Drafted in the third round of the 2013 NHL Entry Draft, Peter Cehlarik has yet to make a splash at the NHL level.
Playing in 20 games with the Bruins last season, the 23-year old had four goals and two assists. In 37 career National Hockey League games total, the native of Slovakia has five goals and 10 points.
Earlier this month the Bruins signed Cehlarik to a one-year, two-way contract. At 6-foot-2 and 202 pounds, Cehlarik brings size to the left wing position, something the Bruins currently lack.
But despite his size and small sample size at the NHL level, things have yet to click for Cehlarik.
With a handful of young forwards chomping at the bit to crack the Bruins roster in the coming months, the 2019-20 season is going to be a key one for Cehlarik.
Instead of filing for arbitration like fellow restricted free agent Danton Heinen, Cehlarik was hoping to land a one-way deal with the Bruins. Instead, Cehlarik was given a two-way deal, one that will require Cehlarik to not only earn himself a spot on the Bruins roster, but also keep one.
“Everything was dealt with after the playoffs. I wanted a one-way contract, it seemed positive for a long time, but it didn't work out to my liking,” Cehlarik said in an interview back in Slovakia
. “The season ended on the farm [in Providence], the club held better cards. Nor would arbitration help me.”
Cehlarik was recalled from Providence in the middle on January, starting with a game against the Flyers in Philadelphia. Cehlarik scored twice in the contest, and then added an assist in the following game for three points in his first two games.
But after that, things slowed down for Cehlarik with three points in his next 18 games before being sent back down to Providence.
“The Boston organization expects the players to get consistently good results. The Bruins are a big brand. It is not like Arizona, for example, where there is not such enormous pressure on players,” Cehlarik added. “I had several good matches, but then came the end of the transfer period, in which Boston grabbed two expensive attackers and they took my place.”
Heading into training camp in September, Cehlarik has a few simple goals in my mind, but also knows that if he is unable to meet those in Boston, he could attempt to meet those goals elsewhere.
“I still haven't met the goal I have three years to get a one-way contract and play a full year in the NHL. I want to try it in Boston again, if it doesn't work out, I believe in a chance in another place,” Cehlarik said. “The basis will be a quality campsite for which I am preparing.”
Being physical is not an issue for Cehlarik as we saw in his brief stint in Boston in January.
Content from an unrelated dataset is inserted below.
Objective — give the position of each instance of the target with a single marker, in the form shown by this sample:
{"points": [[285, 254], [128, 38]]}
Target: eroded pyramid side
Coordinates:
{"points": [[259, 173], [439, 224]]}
His skating and playmaking abilities need some work. Cehlarik is aware of this and is focused on improving those skills and gaining the confidence needed from Bruins management and the coaches.
“There is no problem in physical readiness. I'm trying to constantly improve skating. Let me take a step or two faster. The league is constantly accelerating,” said Cehlarik. “The matches are in quick succession, I have to perform well and get the coach's confidence.”
One of the biggest issues facing Cehlarik is the fact that he’s a left-shot left winger, one who is not too comfortable playing his off wing.
“At each position, someone was ready to play. In my case it was the position of a wingman, left. Three left-handers were extra. I was about number two. The chance to play, however, was small,” Cehlarik said about his time as a black ace during the Bruins run to the Stanley Cup Final.
“You know how it goes in the playoffs. If someone does not lose their hand or leg, they play. The final was unrealistic.”
In the 20 games Cehlarik skated with the Bruins in 2018-19, he spent a majority of his five-on-five ice time with David Krejci and Jake DeBrusk. In 104:46 of five-on-five ice time together, the trio held the advantage in Corsi For % at 60.68, shots for 69-54, and goals for 5-2.
If Cehlarik is to make any impact on the Bruins roster this coming season, it may once again be in a role with Krejci and DeBrusk, or even filling the void left by Marcus Johansson.
Regardless of what role the Bruins have Cehlarik pegged for, or ones he takes it upon himself to target, he’s not alone and will have plenty of competition in the process.
“We’ll see when Anders Bjork comes back online. We’ll see what Peter Cehlarik does. I think we have, as I referenced, some guys internally,” general manager Don Sweeney said last month about filling the open top-nine roles. “Paul Carey’s another guy that’s played a lot of games in the National Hockey League with his skillset. You never know where guys are going to come back at and assimilate with.”
This latest contract seems like the Bruins way of offering Cehlarik one last chance to prove his worth. For the Bruins sake, they hope it’s a low-risk, high-reward type of contract.